Menurutnya, Otoritas Jasa Keuangan (OJK) harus bertindak keras demi menjaga kepercayaan publik terhadap dunia perbankan.
"Kalau dibiarkan, dampaknya akan besar. Perbankan ayo kembali ke rule," imbaunya.
Dikatakan Peri, poin penting dalam menjalankan dunia perbankan yakni konsep prudential banking, prinsip kehati-hatian. Di dalam dunia perbankan, banyak regulasi yang mengatur.

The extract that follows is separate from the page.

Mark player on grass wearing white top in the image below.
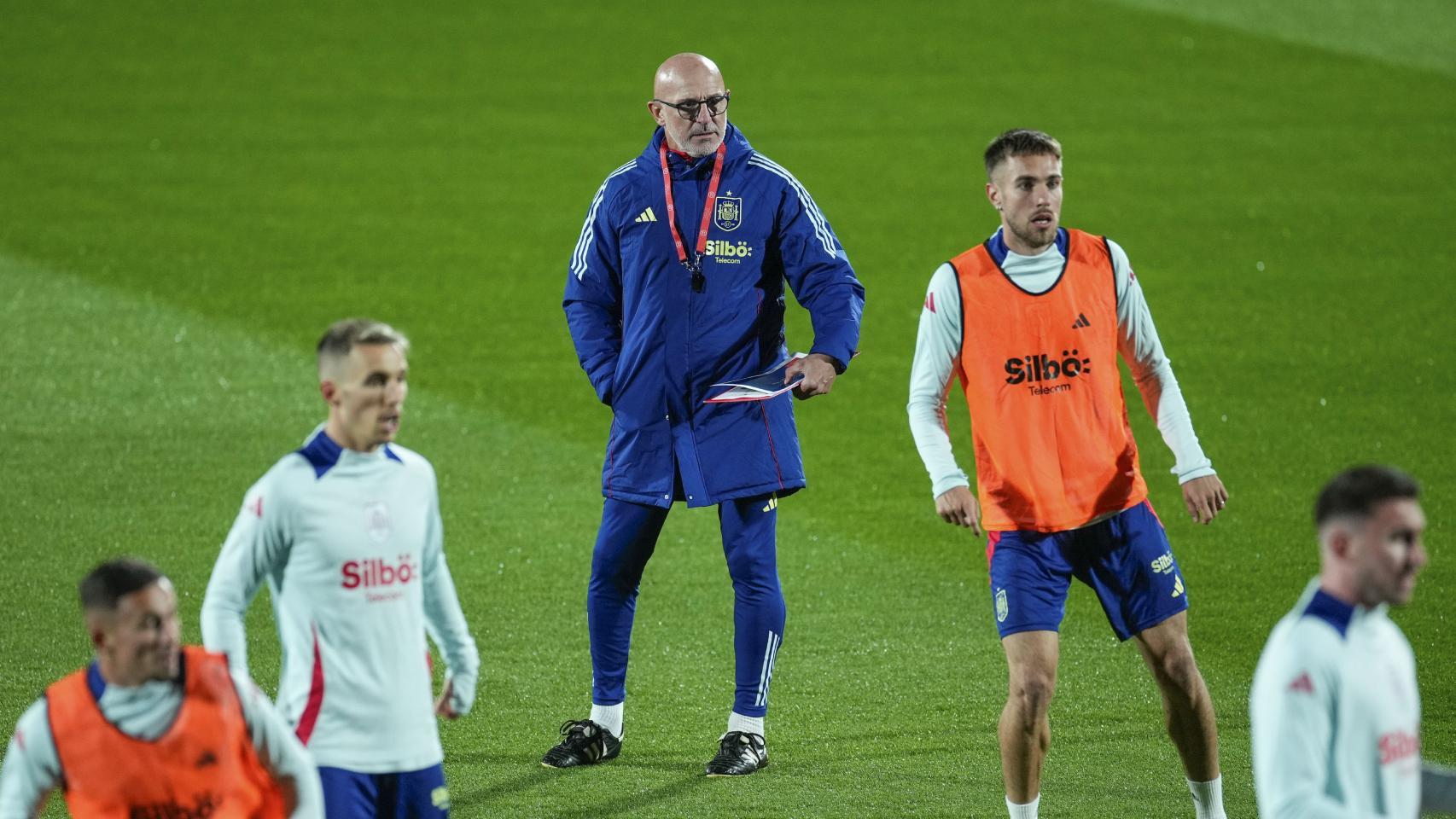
[1249,467,1456,819]
[202,318,480,819]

"Semestinya sulit melakukan hal-hal yang tidak prosedur. Kalaupun ada terjadi indikasi tindak pidana, bukan sistem yang tidak bagus, tapi ada user atau oknum yang bermain, karena sistem perbankan sangat ketat," terangnya lagi.
Ditambahkannya, dalam dunia perbankan, segala sesuatu ada tingkatannya. Misalnya pada kredit atau pencairan ada levelnya. Ini saling terkait, tidak bisa sendiri.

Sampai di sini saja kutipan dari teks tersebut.